Meskipun dambaan untuk memiliki PLTN belum terealisasi, namun BATAN secara berkesinambungan melakukan riset dengan menggu­na­kan iptek nuklir untuk digunakan di bidang lainnya. ”Seperti di bidang pertanian, padi kita yang biasanya hanya menghasilkan lima sampai enam ton perhektar, dengan meng­gunakan iptek nuklir produksi padi mencapai Sembilan bahkan sepu­luh ton perhektar. Iptek nuklir juga digunakan bagi bidang kesehatan, semisal terapi penyakit kanker,” ungkapnya.

Bahkan katanya, dia merasa kagum ketika mendengar ipktek nuklir juga bias dipergunakan untuk lebih mengawetkan makanan se­ma­cam makanan rendang, gudeg dan pepes. ”Kegiatan pemanfaatan seperti ini, diharapkan bias lebih mengakrabkan lagi nuklir kepada masyarakat,” tuturnya. Dan, dije­las­kannya bahwa makanan itu aman untuk dikonsumsi, dengan begitu pemahaman masyarakat akan iptek nuklir lebih baik lagi.

Pada kesempatan itu Menristek menceritakan pengalamannya ketika dia menjadi Menteri Lingku­ngan Hidup yang lalu. Pada satu acara di televisi, dia dihadapkan dengan Menristek yang menjelas­kan tentang pemanfaatan teknik nuklir. ”Sepertinya saya akan diadu, dan dikiranya saya akan menge­luarkan statement anti nuklir. Tapi, host atau moderator itu kecewa karena sebagai Menteri Lingku­ngan Hidup ketika itu saya mendu­kung penggunaan iptek nuklir. Dan, entah sudah rencanaTuhan, mung­kin, saya sekarang malah ditunjuk sebagai Menristek,” ujar Gusti men­ce­ri­takan pengalamannya yang unik itu.

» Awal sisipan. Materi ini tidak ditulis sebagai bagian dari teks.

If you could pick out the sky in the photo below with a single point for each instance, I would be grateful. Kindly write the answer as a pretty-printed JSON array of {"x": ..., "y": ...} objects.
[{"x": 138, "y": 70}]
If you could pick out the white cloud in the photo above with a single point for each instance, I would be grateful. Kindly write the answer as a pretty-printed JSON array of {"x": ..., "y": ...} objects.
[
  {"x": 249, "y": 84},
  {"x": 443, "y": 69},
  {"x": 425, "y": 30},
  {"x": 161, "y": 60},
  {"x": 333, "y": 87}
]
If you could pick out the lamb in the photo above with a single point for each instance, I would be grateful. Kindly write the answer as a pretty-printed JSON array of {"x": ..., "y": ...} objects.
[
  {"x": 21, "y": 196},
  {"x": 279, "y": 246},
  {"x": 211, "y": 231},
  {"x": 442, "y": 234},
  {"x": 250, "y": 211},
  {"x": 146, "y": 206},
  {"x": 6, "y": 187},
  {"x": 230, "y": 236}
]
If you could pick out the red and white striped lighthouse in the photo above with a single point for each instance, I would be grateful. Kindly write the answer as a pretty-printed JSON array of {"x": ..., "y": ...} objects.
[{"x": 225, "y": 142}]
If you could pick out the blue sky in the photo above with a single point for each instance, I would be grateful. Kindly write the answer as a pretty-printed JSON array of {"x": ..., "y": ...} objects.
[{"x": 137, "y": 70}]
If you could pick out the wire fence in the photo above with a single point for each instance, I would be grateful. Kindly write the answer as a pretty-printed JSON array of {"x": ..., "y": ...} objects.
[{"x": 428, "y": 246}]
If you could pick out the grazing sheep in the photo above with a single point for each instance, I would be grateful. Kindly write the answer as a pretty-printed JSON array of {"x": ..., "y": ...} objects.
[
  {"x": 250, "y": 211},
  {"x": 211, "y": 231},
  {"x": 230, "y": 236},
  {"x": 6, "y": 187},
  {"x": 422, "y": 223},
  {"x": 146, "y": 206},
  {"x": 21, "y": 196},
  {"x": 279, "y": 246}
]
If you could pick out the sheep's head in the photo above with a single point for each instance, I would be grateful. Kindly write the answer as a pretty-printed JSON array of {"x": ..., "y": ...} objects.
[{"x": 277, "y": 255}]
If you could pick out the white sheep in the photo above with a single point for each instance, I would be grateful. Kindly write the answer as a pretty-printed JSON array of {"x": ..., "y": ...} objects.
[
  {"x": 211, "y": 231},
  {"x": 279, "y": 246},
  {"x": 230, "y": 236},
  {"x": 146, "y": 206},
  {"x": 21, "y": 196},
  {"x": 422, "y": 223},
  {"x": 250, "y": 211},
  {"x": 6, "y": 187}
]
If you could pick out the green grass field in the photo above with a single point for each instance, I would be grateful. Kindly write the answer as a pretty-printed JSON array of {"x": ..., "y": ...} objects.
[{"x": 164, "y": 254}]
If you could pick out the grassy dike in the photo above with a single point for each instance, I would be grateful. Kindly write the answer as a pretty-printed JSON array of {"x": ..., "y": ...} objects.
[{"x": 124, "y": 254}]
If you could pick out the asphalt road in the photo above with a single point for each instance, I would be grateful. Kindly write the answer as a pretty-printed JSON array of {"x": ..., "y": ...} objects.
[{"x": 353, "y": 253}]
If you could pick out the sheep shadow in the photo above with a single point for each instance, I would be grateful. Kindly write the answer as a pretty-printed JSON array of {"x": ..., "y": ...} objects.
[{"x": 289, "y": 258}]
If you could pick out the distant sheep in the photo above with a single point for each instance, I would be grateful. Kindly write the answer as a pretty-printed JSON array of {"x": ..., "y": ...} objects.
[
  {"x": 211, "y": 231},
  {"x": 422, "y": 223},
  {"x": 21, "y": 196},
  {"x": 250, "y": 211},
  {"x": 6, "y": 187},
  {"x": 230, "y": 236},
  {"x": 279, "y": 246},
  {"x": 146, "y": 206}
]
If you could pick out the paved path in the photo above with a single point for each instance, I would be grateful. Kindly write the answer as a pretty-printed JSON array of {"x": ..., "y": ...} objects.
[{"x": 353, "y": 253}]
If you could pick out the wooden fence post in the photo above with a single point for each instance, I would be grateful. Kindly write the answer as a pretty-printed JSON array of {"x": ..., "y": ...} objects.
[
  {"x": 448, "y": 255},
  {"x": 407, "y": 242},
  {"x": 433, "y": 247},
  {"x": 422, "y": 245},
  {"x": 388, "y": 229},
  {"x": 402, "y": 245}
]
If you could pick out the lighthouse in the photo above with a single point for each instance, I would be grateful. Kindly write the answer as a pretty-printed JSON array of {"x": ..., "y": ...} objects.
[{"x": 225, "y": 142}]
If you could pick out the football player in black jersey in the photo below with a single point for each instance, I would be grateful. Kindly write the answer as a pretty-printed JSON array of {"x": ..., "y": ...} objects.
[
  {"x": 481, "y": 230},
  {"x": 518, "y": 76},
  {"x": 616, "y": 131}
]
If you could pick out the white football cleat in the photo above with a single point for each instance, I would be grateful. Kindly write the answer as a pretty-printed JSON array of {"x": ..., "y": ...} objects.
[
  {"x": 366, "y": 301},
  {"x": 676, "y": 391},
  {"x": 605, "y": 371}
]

Menrisitek memberi apresiasi yang besar bagi terselenggaranya ATOMOS EXPO 2013 ini. Diharap­kan dengan terseleng­garanya ATOMOS EXPO ini dapat membu­ka mata masyarakat Indonesia lebih luas lagi bahwa iptek nuklir sangat bermanfaat bagikemajuan bangsa dan meningkatkan taraf hidup manusia. Lebih jauh lagi dia mengutip kalimat dari kitab suci al-Quran bahwa segala sesuatu yang diciptakan Tuhan itu tidak ada yang sia-sia.“Yang penting apa yang sudah diciptakan Tuhan yang disediakan di alam ini digunakan untuk kemaslahatan umat manu­sia,” tegasnya.

Pada kesempatan itu Menristek beserta staffnya, didampingi oleh Kepala BATAN, meninjau beberapa booth di arena ATOMOS EXPO 2013. Dia pun sangat antusias men­de­ngar­kan penjelasan dari penjaga booth yang dihampirinya. “Saya senang melihat anak-anak sekolah yang berkunjung kesini. Masa de­pan ada di tangan mereka, terma­suk pengelolaan dan pengembang­an iptek nuklir di masa depan,” ka­ta­nya sembari memperhatikan gene­ra­si muda, anak-anak SLTA, yang berkunjung berombongan dan me­ra­­mai­kan pameran ATOMOS EXPO 2013.

Penyelenggaraan ATOMOS EXPO 2013 bertema 'Perkembangan dan Peran Teknologi Nuklir dalam Pem­ba­ngu­nan Indonesia' berlangsung pada 29 Nopember – 1 Desember, diikuti oleh 28 instansi dan perusa­ha­an. Kegiatan ini mengajak ma­sya­rakat untuk lebih mengenal nuklir dengan konsep yang populer 'ATOMOS DAY' dalam bentuk pameran produk dan jasa teknologi nuklir, pameran interaktif sains nuklir, pameran foto teknologi, nuklir, mini games, ICT nuklir dan pa­me­ran sejarah dan masa depan nuklir. Juga diselenggarakan aero­bic dan flash mob serta pembagian door prize bagi semua pengunjung dari masyarakat umum.